REVIVE LAB UAE stocks tesamorelin in 5 mg and 10 mg lyophilized vials — the two formats consistent with published clinical research. The Falutz et al. pivotal NEJM trials (2007, 2010) and the Stanley et al. NAFLD studies (JAMA 2014, Lancet HIV 2019) all used 2 mg/day subcutaneous as the investigational dose. Investigators beginning shorter observational windows sometimes reference 1 mg/day as a starting research-context dose. No 1 mg or 2 mg vials are stocked — only 5 mg and 10 mg formats, consistent with research supply standards.
Orders placed before the daily dispatch cut-off receive same-day delivery in Dubai — typically 4-8 hours to Dubai Marina, JBR, Business Bay, JVC, DIFC, Downtown, Palm Jumeirah and Jumeirah. Abu Dhabi, Sharjah, Ajman, Ras Al Khaimah, Fujairah and Umm Al Quwain are covered under tesamorelin 24h delivery. All vials are dispatched in validated cold-chain insulated packaging. Tesamorelin same day Dubai is the norm for in-emirate orders, not the exception.
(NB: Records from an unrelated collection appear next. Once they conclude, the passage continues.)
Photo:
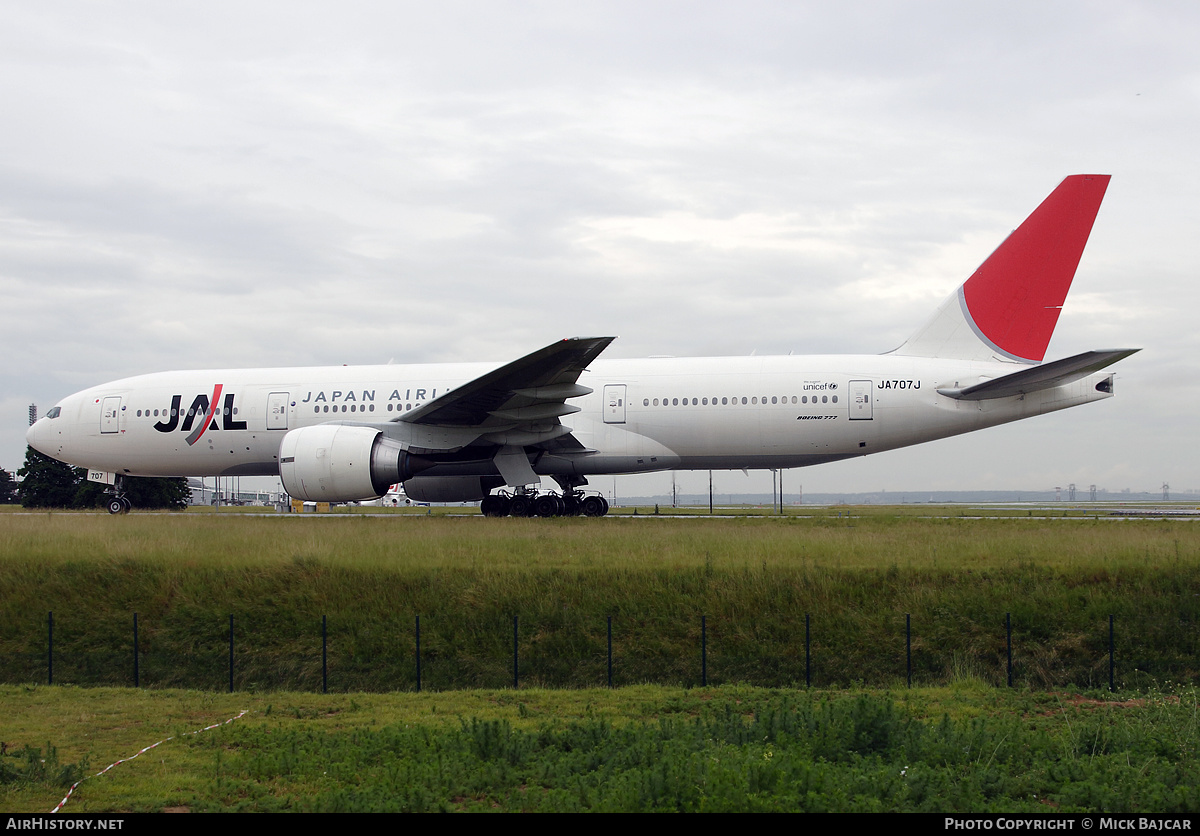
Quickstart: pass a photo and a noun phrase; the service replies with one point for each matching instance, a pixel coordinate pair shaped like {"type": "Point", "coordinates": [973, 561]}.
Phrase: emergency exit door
{"type": "Point", "coordinates": [111, 415]}
{"type": "Point", "coordinates": [861, 407]}
{"type": "Point", "coordinates": [615, 403]}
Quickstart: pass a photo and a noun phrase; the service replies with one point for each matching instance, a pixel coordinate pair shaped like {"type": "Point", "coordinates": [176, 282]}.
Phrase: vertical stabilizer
{"type": "Point", "coordinates": [1009, 306]}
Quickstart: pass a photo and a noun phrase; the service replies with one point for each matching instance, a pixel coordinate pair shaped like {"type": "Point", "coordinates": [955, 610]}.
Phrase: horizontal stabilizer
{"type": "Point", "coordinates": [1047, 376]}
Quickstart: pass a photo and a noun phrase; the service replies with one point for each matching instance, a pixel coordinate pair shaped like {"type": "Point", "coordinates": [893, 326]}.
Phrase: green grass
{"type": "Point", "coordinates": [960, 749]}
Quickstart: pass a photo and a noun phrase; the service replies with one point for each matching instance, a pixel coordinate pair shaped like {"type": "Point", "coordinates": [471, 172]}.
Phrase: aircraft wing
{"type": "Point", "coordinates": [1047, 376]}
{"type": "Point", "coordinates": [526, 396]}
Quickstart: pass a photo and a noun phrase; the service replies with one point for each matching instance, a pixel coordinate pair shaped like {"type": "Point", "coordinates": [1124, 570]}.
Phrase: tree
{"type": "Point", "coordinates": [48, 482]}
{"type": "Point", "coordinates": [7, 487]}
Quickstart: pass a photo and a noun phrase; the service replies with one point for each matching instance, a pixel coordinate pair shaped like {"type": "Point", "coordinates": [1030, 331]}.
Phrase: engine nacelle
{"type": "Point", "coordinates": [450, 488]}
{"type": "Point", "coordinates": [342, 463]}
Yes. Cash on delivery Dubai is available, as is COD across all seven UAE emirates. All tesamorelin shipments use plain, unbranded outer packaging by default. HPLC purity certificates and lot-COA documentation are available on request for every batch. REVIVE LAB UAE does not require pre-payment for COD orders; researchers can pay the courier on delivery.